Procurement records, even though they are public, provide strong clues as to strategy and intention because militaries typically don’t have unlimited resources, so tracking where leaders decide to spend their money can be both meaningful and instructive. 

With that in mind, CSET went through more than 66,000 procurement records — everything from requests for proposals to awarded contracts — published between March 30 and December 1, 2020. 

Among the things they discovered: as a general matter, PLA units don’t do their own buying. Instead, it appears that state-owned enterprises like the Aviation Industry Corporation of China, and China Aerospace Science and Technology Corp and their subsidiaries approve most of the AI purchases. 

The study found that the PLA is adopting AI in seven discrete areas:

  • intelligent and autonomous vehicles (particularly airborne and underwater vehicles)
  • predictive maintenance and logisticsintelligence, surveillance and reconnaissance (ISR)
  • information and electronic warfare
  • simulation and training
  • command and control
  • automated target recognition

There were about 120 awarded contracts for autonomous vehicles compared with just over 60 for ISR, the report said. 

The Chinese seem particularly interested in swarms of drones, it said. Last year, China awarded contracts to develop air-launched drone clusters and bought much of the technology necessary to make them work — like self-organizing UAV communications systems and collision avoidance sensors. (These drone swarms first came into public consciousness during the opening ceremony of the Winter Olympics in South Korea in 2018 when lighted drones flew in formation like obedient constellations across the night sky.)

While the exact amount PLA spending on AI is hard to pinpoint (since many of their AI purchases are likely classified), the CSET researchers reckon the Chinese military is spending between $1.6 billion and $2.7 billion on AI-related technologies a year, which would put its AI spending on par with that of the U.S. military.

Even the high end of that range is a far cry from the number that has been bandied around Washington, D.C. for years. The Chinese government had been projected to spend some $70 billion on AI by 2020, just a few years ago. The figure came from a speech by a top U.S. Air Force general in 2018, but the numbers have never been substantiated. Instead, what that speech ended up doing is stoke concerns that the U.S. is lagging in the AI arms race with China. 

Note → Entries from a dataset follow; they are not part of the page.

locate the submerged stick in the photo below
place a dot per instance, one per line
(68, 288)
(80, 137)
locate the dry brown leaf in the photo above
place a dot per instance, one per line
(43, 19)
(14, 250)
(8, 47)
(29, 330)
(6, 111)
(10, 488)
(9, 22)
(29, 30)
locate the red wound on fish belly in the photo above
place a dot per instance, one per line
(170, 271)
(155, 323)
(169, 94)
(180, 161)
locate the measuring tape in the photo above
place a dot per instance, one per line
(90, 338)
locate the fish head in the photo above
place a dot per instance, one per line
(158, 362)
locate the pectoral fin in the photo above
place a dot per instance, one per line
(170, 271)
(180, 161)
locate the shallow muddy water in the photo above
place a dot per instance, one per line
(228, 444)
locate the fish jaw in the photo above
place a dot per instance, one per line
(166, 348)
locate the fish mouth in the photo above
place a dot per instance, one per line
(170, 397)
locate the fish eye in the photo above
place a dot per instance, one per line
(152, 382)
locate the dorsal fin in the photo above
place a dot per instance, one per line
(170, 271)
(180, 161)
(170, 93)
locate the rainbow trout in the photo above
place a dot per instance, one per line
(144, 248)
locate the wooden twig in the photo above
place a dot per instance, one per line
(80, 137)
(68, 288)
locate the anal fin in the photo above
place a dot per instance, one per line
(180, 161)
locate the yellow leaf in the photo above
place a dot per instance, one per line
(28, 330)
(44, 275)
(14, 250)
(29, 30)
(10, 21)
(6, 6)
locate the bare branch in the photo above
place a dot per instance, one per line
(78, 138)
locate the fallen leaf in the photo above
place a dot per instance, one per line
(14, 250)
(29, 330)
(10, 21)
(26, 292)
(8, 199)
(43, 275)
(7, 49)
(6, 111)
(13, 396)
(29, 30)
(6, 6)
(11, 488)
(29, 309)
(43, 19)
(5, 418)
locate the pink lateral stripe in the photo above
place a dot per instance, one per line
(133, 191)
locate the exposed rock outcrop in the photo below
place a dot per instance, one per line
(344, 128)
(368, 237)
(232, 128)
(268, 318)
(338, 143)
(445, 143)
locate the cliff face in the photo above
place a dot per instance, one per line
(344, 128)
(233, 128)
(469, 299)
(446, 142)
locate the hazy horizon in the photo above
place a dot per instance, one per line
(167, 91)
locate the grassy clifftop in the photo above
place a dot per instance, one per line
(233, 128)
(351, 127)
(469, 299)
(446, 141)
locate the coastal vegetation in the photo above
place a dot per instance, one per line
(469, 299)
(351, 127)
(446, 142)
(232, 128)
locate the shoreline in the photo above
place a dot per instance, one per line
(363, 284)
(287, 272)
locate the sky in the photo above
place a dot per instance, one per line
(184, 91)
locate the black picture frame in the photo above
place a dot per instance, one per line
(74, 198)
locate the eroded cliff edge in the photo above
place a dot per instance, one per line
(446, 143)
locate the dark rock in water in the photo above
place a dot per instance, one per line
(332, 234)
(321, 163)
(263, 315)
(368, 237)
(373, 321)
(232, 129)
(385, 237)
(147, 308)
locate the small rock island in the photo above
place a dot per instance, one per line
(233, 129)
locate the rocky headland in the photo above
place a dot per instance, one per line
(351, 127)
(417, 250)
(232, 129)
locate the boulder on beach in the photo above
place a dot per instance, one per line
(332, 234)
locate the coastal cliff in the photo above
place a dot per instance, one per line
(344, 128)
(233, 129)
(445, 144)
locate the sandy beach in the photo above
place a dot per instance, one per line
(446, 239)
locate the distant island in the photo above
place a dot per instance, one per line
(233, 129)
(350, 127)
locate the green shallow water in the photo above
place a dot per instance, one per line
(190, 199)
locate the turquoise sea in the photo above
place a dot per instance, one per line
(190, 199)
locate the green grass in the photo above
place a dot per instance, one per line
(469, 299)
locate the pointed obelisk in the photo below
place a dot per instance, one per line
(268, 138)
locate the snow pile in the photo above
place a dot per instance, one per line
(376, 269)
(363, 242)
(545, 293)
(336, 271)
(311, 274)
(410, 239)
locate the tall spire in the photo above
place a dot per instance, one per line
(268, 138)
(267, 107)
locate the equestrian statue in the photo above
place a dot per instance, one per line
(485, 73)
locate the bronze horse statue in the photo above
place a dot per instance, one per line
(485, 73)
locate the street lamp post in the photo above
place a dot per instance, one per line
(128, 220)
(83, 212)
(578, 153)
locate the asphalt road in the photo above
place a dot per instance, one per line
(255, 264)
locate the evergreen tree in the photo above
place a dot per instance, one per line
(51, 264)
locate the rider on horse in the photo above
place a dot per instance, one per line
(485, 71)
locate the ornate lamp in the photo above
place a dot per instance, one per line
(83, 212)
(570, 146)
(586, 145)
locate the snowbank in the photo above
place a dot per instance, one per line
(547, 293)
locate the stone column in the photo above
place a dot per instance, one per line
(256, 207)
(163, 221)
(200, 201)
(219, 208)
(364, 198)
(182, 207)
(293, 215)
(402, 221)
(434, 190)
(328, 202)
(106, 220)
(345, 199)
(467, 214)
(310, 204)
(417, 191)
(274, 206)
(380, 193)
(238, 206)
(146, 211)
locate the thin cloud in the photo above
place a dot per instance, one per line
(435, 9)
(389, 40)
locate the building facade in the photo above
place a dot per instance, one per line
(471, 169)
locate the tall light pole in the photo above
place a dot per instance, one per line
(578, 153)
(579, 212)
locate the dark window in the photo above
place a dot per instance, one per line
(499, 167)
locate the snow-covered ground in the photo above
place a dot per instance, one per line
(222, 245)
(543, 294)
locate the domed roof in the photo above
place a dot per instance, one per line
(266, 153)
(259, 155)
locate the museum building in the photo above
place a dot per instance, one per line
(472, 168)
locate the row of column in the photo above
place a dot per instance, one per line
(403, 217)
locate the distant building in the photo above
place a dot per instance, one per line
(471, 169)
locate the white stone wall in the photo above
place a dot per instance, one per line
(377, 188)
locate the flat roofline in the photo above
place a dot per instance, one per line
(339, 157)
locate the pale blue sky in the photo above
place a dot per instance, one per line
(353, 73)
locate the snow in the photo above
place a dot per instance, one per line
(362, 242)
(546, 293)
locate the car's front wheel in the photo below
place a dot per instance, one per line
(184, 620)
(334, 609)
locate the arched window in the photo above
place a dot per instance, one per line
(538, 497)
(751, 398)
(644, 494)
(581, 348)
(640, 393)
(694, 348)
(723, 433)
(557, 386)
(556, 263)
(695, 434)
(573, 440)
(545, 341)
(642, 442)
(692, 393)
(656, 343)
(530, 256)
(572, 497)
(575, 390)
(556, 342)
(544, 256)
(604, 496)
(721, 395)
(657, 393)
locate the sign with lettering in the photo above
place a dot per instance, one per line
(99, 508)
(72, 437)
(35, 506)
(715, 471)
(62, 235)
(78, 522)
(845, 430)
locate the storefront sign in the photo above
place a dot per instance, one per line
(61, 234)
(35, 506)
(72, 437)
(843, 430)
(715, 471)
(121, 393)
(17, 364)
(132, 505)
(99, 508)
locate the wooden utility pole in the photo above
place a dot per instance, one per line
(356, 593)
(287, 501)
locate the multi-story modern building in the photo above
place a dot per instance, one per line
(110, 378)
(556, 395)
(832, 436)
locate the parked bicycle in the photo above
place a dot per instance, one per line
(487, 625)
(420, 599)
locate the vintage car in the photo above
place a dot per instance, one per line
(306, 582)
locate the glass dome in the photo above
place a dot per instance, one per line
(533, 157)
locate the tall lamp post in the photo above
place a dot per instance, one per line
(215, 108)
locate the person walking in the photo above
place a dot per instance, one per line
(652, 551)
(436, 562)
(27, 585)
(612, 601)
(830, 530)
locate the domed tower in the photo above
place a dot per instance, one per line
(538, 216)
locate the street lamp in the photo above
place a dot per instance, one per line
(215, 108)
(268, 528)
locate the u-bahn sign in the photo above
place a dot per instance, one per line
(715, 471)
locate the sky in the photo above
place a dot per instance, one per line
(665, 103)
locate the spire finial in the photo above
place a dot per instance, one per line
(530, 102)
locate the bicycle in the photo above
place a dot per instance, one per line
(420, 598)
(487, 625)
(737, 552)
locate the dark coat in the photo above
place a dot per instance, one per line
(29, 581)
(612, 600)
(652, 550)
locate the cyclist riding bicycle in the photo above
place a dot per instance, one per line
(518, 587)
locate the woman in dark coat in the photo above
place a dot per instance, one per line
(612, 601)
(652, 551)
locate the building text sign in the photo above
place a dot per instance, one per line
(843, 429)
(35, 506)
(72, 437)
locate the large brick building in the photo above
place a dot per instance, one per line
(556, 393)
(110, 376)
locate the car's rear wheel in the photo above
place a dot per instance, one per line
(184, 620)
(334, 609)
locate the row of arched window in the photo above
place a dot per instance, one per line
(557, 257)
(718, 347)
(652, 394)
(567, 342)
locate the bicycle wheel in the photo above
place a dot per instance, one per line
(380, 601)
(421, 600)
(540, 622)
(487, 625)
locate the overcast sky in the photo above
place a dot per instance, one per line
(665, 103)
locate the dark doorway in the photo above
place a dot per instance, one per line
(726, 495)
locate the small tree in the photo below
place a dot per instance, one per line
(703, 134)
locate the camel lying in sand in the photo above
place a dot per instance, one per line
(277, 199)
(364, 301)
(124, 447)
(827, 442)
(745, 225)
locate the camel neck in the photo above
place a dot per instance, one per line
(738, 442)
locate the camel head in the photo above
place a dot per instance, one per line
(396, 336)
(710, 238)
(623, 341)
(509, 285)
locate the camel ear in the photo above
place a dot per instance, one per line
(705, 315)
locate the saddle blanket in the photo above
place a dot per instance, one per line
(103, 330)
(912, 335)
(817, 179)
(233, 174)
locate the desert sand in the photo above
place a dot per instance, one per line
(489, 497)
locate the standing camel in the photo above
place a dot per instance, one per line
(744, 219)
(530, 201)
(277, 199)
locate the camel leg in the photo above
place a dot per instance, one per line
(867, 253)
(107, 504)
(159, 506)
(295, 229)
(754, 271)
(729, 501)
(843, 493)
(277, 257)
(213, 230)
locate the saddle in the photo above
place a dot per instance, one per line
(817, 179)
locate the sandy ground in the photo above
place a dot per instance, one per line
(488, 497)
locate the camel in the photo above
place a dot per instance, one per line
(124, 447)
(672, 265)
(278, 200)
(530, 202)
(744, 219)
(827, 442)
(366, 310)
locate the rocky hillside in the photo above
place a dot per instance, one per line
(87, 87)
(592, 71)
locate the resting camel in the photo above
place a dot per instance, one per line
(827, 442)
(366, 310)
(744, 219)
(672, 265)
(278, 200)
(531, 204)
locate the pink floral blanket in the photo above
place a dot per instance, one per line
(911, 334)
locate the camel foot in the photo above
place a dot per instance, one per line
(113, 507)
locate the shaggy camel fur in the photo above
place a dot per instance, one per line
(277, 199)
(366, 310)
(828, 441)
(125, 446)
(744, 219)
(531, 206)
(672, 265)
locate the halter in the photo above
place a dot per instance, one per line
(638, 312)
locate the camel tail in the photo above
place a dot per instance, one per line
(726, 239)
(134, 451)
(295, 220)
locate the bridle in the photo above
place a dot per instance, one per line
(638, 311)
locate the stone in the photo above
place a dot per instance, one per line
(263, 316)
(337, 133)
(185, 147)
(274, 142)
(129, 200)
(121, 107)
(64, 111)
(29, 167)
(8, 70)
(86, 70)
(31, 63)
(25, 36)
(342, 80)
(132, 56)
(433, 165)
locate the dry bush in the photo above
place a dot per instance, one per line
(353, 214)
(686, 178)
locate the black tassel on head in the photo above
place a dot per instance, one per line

Earlier this year, the Record reported on a CSET paper that said at least six major Chinese universities linked to government hacking groups were studying the intersection of cybersecurity and machine learning. The paper, titled “Academics, AI, and APTs,” warned that the research conducted in these Chinese universities today could find their way into the techniques used by Chinese state-sponsored hackers (APTs).

The six universities named in earlier report include Hainan University (海南大学), Southeast University (东南大学), Shanghai Jiao Tong University (上海交通大学), Xidian University (西安电子科技大学), Zhejiang University (浙江大学), and the Harbin Institute of Technology (哈尔滨工业大学).